Over the past week or so, a few cases have been heard, and decisions made as to what is and is not an emergency in family law matters. Like any case, the facts will usually dictate whether the case is likely to be deemed an emergency (e.g., a child is at serious risk of being abducted or physically harmed, etc.), and what is not likely to be deemed an emergency (e.g., looking to expand access, looking to increase child or spousal support, etc.). In the COVID 19 reality we now live in, if a child is being withheld from the other parent due to COVID 19 concerns, the risk needs to be real and clear, and there needs to be evidence that a parent is not doing anything about the exposure of risk to the child. Absent that, the simple fear that the regular access exchange would subject a child to COVID 19 is not enough to undo the larger risk to the child of keeping them from their parent, with whom there is an emotional and psychological bond. To paraphrase the words of one judicial decision from last week, a child needs to be assured that they are safe and sound during these turbulent times and to know that their parents will behave in a cooperative, responsible and mature manner.

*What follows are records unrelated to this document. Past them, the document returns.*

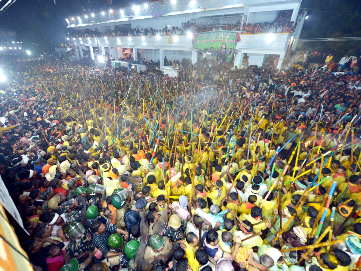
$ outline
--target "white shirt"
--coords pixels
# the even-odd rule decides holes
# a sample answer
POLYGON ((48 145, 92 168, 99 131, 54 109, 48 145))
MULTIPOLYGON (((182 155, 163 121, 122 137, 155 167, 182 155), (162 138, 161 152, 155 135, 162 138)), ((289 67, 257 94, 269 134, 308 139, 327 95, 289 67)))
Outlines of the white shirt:
POLYGON ((339 61, 339 64, 340 65, 344 65, 347 62, 349 59, 349 57, 346 58, 345 56, 344 56, 340 60, 340 61, 339 61))

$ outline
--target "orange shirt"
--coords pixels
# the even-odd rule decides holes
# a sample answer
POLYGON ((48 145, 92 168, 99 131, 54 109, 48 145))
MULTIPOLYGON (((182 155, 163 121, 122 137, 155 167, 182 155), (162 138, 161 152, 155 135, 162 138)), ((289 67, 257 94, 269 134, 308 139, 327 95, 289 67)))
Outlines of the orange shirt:
POLYGON ((45 175, 45 173, 49 172, 49 169, 50 168, 50 167, 51 166, 48 164, 47 164, 43 166, 43 168, 42 168, 42 171, 44 175, 45 175))

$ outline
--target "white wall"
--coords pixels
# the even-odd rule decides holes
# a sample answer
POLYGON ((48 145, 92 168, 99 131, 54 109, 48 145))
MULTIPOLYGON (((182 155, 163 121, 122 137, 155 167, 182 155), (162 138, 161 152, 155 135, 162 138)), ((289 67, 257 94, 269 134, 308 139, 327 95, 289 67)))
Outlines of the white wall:
POLYGON ((173 61, 175 59, 176 60, 178 59, 180 61, 183 58, 192 59, 192 51, 165 50, 164 52, 164 56, 166 56, 167 59, 168 60, 173 61))
MULTIPOLYGON (((260 53, 247 53, 249 65, 262 66, 265 59, 265 54, 260 53)), ((242 60, 241 60, 242 61, 242 60)))
POLYGON ((264 11, 259 12, 250 12, 248 14, 247 23, 255 23, 265 22, 271 22, 276 18, 279 10, 264 11))

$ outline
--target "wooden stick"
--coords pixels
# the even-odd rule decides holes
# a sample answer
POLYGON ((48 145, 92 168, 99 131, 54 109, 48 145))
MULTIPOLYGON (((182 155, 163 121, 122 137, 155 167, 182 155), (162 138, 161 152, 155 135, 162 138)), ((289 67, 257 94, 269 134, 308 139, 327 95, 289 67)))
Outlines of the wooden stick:
POLYGON ((337 240, 334 240, 331 241, 331 242, 329 242, 328 241, 326 241, 326 242, 324 242, 322 243, 320 243, 319 244, 318 244, 317 245, 309 245, 308 246, 297 246, 296 248, 292 248, 290 249, 281 249, 280 250, 281 252, 288 252, 290 251, 294 251, 295 250, 302 250, 304 249, 313 249, 317 248, 321 248, 322 246, 333 246, 334 245, 337 245, 339 244, 340 243, 342 243, 345 242, 343 240, 341 239, 337 239, 337 240))

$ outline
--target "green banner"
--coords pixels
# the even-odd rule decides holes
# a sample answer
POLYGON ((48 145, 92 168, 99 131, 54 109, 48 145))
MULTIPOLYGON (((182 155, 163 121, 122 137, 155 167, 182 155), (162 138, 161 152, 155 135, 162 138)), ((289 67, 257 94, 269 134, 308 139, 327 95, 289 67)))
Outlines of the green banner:
POLYGON ((212 31, 193 34, 193 38, 196 50, 216 56, 222 63, 232 61, 239 35, 236 31, 212 31))

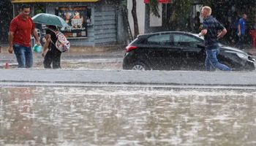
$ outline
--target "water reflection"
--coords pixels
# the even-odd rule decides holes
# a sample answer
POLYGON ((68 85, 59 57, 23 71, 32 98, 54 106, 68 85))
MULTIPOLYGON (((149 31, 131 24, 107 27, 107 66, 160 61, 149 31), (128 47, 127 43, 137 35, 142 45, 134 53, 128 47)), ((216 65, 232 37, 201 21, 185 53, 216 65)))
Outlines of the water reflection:
POLYGON ((0 145, 255 145, 255 93, 1 88, 0 145))

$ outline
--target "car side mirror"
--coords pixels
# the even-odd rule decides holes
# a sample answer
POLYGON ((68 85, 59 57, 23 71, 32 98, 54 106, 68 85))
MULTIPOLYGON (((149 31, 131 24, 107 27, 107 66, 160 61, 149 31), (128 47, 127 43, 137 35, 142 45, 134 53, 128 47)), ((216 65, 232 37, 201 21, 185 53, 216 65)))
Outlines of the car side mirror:
POLYGON ((197 44, 197 47, 201 48, 201 49, 206 48, 206 46, 204 45, 202 45, 202 44, 197 44))

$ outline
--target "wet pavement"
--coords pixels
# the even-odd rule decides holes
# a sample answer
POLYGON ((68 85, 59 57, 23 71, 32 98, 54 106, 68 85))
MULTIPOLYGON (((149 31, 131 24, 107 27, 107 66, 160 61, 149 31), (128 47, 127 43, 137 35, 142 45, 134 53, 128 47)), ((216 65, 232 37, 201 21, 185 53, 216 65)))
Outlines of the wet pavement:
POLYGON ((1 87, 0 145, 255 145, 255 90, 1 87))
MULTIPOLYGON (((105 52, 64 53, 61 54, 61 66, 63 69, 121 69, 124 54, 123 49, 105 52)), ((34 53, 33 55, 33 68, 44 68, 41 53, 34 53)), ((8 63, 9 68, 18 66, 15 55, 4 50, 0 53, 0 69, 5 68, 6 63, 8 63)))

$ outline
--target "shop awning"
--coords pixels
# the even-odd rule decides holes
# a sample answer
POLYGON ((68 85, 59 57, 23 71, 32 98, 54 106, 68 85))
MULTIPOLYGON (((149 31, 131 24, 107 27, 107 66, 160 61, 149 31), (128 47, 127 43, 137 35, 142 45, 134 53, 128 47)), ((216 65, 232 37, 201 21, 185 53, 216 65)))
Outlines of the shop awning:
MULTIPOLYGON (((171 0, 158 0, 159 3, 170 3, 171 0)), ((144 3, 149 3, 149 0, 144 0, 144 3)))
POLYGON ((99 0, 12 0, 12 3, 35 2, 97 2, 99 0))

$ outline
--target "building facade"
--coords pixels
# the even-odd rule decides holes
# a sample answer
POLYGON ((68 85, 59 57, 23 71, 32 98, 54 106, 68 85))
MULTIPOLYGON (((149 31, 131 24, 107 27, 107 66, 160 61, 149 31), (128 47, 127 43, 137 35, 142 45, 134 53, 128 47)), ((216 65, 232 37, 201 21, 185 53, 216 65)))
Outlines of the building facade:
POLYGON ((32 16, 45 12, 61 17, 69 27, 62 28, 61 31, 73 46, 126 43, 118 2, 108 0, 12 0, 12 2, 13 15, 17 15, 20 5, 26 3, 31 6, 32 16))

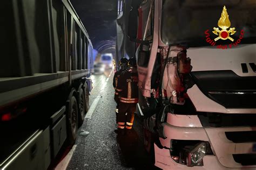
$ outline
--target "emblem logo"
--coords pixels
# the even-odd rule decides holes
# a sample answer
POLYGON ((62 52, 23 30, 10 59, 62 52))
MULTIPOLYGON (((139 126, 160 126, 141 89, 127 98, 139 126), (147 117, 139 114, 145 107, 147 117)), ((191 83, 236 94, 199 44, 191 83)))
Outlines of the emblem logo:
POLYGON ((222 30, 220 30, 218 27, 213 27, 213 30, 214 30, 212 31, 213 33, 219 36, 219 37, 214 39, 214 41, 216 41, 220 39, 224 40, 228 39, 231 41, 233 41, 234 39, 230 37, 230 36, 234 34, 237 31, 235 31, 235 27, 230 28, 228 31, 227 29, 228 29, 231 25, 231 23, 228 19, 227 9, 226 9, 226 6, 224 6, 220 18, 218 22, 218 26, 222 30))

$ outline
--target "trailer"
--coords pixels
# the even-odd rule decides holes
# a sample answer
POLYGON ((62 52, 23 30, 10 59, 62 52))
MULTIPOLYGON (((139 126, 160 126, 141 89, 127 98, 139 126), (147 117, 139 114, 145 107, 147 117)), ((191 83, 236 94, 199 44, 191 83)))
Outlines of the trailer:
POLYGON ((3 3, 0 169, 46 169, 89 108, 92 43, 69 1, 3 3))
POLYGON ((136 112, 156 166, 255 168, 255 6, 145 0, 132 8, 127 37, 139 45, 136 112))

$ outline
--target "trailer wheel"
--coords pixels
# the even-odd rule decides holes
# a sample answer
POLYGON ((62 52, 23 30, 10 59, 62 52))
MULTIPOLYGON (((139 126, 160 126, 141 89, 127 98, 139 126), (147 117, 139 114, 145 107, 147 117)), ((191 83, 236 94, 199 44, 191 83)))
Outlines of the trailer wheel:
POLYGON ((84 85, 84 94, 85 98, 85 113, 89 110, 89 90, 88 89, 88 86, 85 83, 84 85))
POLYGON ((78 109, 76 97, 72 95, 68 102, 68 112, 67 113, 67 134, 68 141, 73 144, 77 137, 78 128, 78 109))
POLYGON ((144 148, 149 154, 150 161, 152 164, 154 162, 154 142, 155 141, 155 138, 154 135, 152 133, 146 128, 143 128, 144 148))
POLYGON ((85 109, 86 102, 85 102, 85 98, 84 97, 84 92, 83 88, 80 88, 80 90, 79 90, 78 93, 79 93, 78 97, 79 97, 79 104, 78 125, 79 126, 80 126, 83 124, 83 123, 84 122, 84 116, 85 115, 85 111, 86 111, 86 109, 85 109))

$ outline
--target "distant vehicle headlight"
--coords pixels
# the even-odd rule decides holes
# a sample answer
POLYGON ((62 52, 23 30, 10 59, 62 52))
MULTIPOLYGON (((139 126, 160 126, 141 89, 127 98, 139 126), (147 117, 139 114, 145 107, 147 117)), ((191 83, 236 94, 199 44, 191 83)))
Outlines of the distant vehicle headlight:
POLYGON ((100 67, 100 68, 99 69, 99 70, 100 70, 100 72, 104 72, 105 71, 105 69, 104 67, 100 67))

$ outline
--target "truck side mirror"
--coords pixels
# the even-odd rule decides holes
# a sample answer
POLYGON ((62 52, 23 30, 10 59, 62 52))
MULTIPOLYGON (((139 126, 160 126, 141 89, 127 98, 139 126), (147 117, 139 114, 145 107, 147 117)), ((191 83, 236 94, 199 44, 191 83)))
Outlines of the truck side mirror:
POLYGON ((138 32, 138 16, 139 12, 137 9, 132 9, 130 11, 128 20, 128 37, 131 41, 142 44, 149 44, 150 42, 137 39, 138 32))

Once again, the driving factor in any such case involving COVID 19 will be what is best for the child, and not what is best for the parents. I regularly have to remind my family law clients that they do not have the right of access to their child – the right of access belongs to the child and not the parent.
So, as we all work our way through the coming weeks and months to overcome this malady, I would remind all family law clients to heed the words of Rodney King when he said, “Can’t we all just get along?” or, on a much lighter note, Helen Lovejoy (from The Simpsons) when she begged us all: “Can’t we please just think of the children?”